I am conflicted over this. Both busy people trying to make compromises. I like him, so why I am still here. He says he likes me and is trying to make room. But is the hassle worth it as rightly pointed out. Will the situation change once we are more established?

I rescheduled week before as needed to prep for an interview. He understood but said he was looking forward to seeing me and he changed his plans the next night to see me. We both said if we lived nearer it would be easy to see each other more - pop round for a cup of tea idea.

I think my insecurities lie in the fact his past relationships were very full on and he made the effort all the time. His friends have commented that he is now seeing them and in a relationship, which they were surprised he can do, as he disappears as soon as he meets someone. They’ve said I am good for him as I am the first non clingy person he has gone out with.

I appreciate the others have ended fir a reason and I can’t compare myself with the others. Not too sure I am taking the rescheduling too personally and finding faults, where I should take it at face value. It’s probably more me not being sure than his interest.

OP posts:
ISmellBabies · 01/12/2019 16:13

Sounds like he's not that into you, and if he is that into you and this is just the best he can do it's a bit shit for you isn't it. I'd cut my losses, you deserve better.
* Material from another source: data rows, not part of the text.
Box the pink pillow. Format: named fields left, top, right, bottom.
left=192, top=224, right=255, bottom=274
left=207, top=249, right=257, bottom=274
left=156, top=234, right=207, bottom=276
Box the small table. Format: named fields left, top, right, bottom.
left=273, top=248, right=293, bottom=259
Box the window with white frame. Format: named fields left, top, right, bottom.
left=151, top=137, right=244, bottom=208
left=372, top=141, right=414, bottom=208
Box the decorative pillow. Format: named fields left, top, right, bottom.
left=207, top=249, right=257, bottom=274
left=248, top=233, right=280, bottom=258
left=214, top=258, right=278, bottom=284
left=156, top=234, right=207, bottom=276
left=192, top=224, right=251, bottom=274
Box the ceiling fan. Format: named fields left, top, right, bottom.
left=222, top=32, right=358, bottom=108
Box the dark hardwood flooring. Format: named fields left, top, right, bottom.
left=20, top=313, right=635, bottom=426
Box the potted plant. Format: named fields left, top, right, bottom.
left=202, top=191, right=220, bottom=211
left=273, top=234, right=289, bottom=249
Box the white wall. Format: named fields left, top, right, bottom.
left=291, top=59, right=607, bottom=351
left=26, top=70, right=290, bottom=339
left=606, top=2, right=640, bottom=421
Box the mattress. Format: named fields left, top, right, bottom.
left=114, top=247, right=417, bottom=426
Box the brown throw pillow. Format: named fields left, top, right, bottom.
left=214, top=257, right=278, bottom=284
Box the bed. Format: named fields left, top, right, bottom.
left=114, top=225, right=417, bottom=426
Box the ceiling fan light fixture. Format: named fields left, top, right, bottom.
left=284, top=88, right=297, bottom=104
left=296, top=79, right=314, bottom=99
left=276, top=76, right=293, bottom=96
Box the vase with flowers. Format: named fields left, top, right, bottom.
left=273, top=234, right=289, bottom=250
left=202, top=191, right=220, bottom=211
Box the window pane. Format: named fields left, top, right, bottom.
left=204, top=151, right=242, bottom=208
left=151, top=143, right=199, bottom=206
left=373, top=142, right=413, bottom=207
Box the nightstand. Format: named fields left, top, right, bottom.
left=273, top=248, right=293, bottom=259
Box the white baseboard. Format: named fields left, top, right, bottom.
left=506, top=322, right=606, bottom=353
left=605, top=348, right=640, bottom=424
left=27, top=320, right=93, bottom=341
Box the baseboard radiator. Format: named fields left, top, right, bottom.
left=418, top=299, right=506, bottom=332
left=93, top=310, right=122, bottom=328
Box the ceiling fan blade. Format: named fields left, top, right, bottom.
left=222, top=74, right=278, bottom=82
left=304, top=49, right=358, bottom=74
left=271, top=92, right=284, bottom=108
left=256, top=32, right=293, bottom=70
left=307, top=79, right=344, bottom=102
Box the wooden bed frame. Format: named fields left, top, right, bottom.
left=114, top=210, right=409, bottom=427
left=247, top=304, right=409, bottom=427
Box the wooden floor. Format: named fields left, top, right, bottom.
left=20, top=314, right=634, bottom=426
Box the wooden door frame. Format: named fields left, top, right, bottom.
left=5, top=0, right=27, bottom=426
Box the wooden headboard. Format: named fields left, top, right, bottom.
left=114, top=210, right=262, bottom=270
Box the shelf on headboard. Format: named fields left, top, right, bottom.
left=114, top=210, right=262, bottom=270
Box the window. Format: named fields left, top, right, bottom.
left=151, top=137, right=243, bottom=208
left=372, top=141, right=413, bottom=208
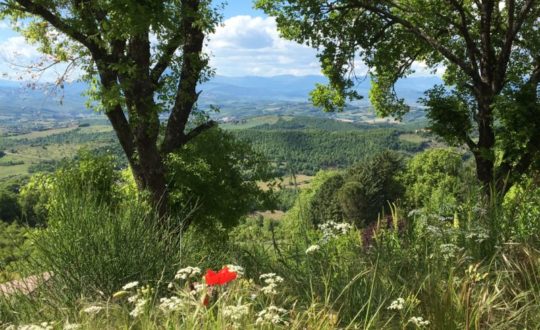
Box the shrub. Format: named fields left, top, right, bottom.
left=33, top=190, right=181, bottom=301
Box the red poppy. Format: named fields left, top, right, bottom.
left=204, top=266, right=238, bottom=285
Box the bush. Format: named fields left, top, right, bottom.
left=0, top=190, right=21, bottom=223
left=33, top=190, right=181, bottom=301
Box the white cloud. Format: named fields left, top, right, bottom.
left=207, top=16, right=321, bottom=76
left=0, top=36, right=40, bottom=63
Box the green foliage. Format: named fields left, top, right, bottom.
left=233, top=118, right=427, bottom=175
left=31, top=187, right=184, bottom=304
left=167, top=129, right=272, bottom=228
left=0, top=221, right=32, bottom=283
left=19, top=151, right=122, bottom=226
left=309, top=174, right=346, bottom=226
left=403, top=149, right=472, bottom=216
left=337, top=152, right=404, bottom=227
left=256, top=0, right=540, bottom=189
left=422, top=85, right=473, bottom=146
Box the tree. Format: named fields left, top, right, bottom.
left=167, top=127, right=274, bottom=228
left=337, top=151, right=404, bottom=227
left=257, top=0, right=540, bottom=191
left=0, top=0, right=219, bottom=215
left=309, top=174, right=345, bottom=225
left=402, top=149, right=473, bottom=215
left=0, top=190, right=21, bottom=223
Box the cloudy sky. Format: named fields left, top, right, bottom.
left=0, top=0, right=320, bottom=78
left=0, top=0, right=438, bottom=80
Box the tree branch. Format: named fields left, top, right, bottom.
left=15, top=0, right=102, bottom=54
left=161, top=0, right=206, bottom=154
left=150, top=33, right=184, bottom=86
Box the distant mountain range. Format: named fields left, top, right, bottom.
left=0, top=75, right=441, bottom=115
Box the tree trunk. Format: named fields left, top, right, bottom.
left=473, top=97, right=495, bottom=194
left=132, top=141, right=169, bottom=218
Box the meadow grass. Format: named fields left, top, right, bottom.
left=0, top=179, right=540, bottom=329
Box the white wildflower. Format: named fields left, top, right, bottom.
left=129, top=299, right=148, bottom=318
left=223, top=305, right=249, bottom=327
left=226, top=265, right=244, bottom=278
left=255, top=305, right=289, bottom=326
left=174, top=267, right=201, bottom=280
left=189, top=283, right=208, bottom=296
left=159, top=297, right=185, bottom=313
left=387, top=298, right=405, bottom=311
left=439, top=243, right=460, bottom=261
left=63, top=323, right=82, bottom=330
left=306, top=244, right=321, bottom=254
left=6, top=322, right=53, bottom=330
left=408, top=316, right=429, bottom=328
left=319, top=221, right=352, bottom=242
left=83, top=306, right=103, bottom=315
left=259, top=273, right=283, bottom=295
left=122, top=281, right=139, bottom=291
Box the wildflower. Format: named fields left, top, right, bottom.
left=6, top=322, right=53, bottom=330
left=113, top=290, right=129, bottom=299
left=129, top=299, right=148, bottom=318
left=122, top=281, right=139, bottom=291
left=223, top=305, right=249, bottom=327
left=204, top=266, right=238, bottom=285
left=407, top=316, right=429, bottom=328
left=159, top=297, right=184, bottom=313
left=259, top=273, right=283, bottom=295
left=306, top=244, right=321, bottom=254
left=63, top=323, right=82, bottom=330
left=387, top=298, right=405, bottom=311
left=439, top=243, right=460, bottom=261
left=225, top=265, right=244, bottom=278
left=255, top=305, right=289, bottom=326
left=189, top=282, right=207, bottom=296
left=319, top=221, right=352, bottom=241
left=174, top=267, right=201, bottom=280
left=83, top=306, right=103, bottom=315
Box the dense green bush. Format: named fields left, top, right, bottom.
left=0, top=221, right=33, bottom=283
left=0, top=190, right=21, bottom=223
left=308, top=151, right=404, bottom=227
left=32, top=190, right=184, bottom=300
left=309, top=174, right=345, bottom=225
left=167, top=129, right=274, bottom=228
left=403, top=149, right=473, bottom=215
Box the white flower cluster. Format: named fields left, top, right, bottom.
left=223, top=305, right=249, bottom=328
left=122, top=281, right=139, bottom=290
left=408, top=316, right=429, bottom=328
left=174, top=267, right=201, bottom=280
left=189, top=283, right=208, bottom=296
left=129, top=299, right=148, bottom=317
left=83, top=306, right=103, bottom=315
left=159, top=297, right=185, bottom=313
left=63, top=323, right=82, bottom=330
left=387, top=298, right=405, bottom=311
left=465, top=229, right=489, bottom=243
left=6, top=322, right=53, bottom=330
left=255, top=305, right=289, bottom=326
left=439, top=243, right=460, bottom=261
left=306, top=244, right=321, bottom=254
left=259, top=273, right=283, bottom=295
left=226, top=265, right=244, bottom=278
left=319, top=221, right=352, bottom=241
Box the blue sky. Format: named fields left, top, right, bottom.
left=0, top=0, right=432, bottom=80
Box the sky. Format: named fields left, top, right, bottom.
left=0, top=0, right=434, bottom=80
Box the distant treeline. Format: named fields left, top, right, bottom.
left=230, top=118, right=428, bottom=175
Oct18mummy · 01/12/2019 16:20

You want more than he can give you. Don’t waste anymore time with him you could be missing out on meeting mr right. You deserve better.

Bluntness100 · 01/12/2019 16:25

How long exactly have you been seeing him please?

I'm confused in your time line and how you can go from deciding you're exclusive but having a discussion on 100 percent commitment and moving in together in the same conversation. Exclusive and moving in together is not the same thing, it means not dating anyone else.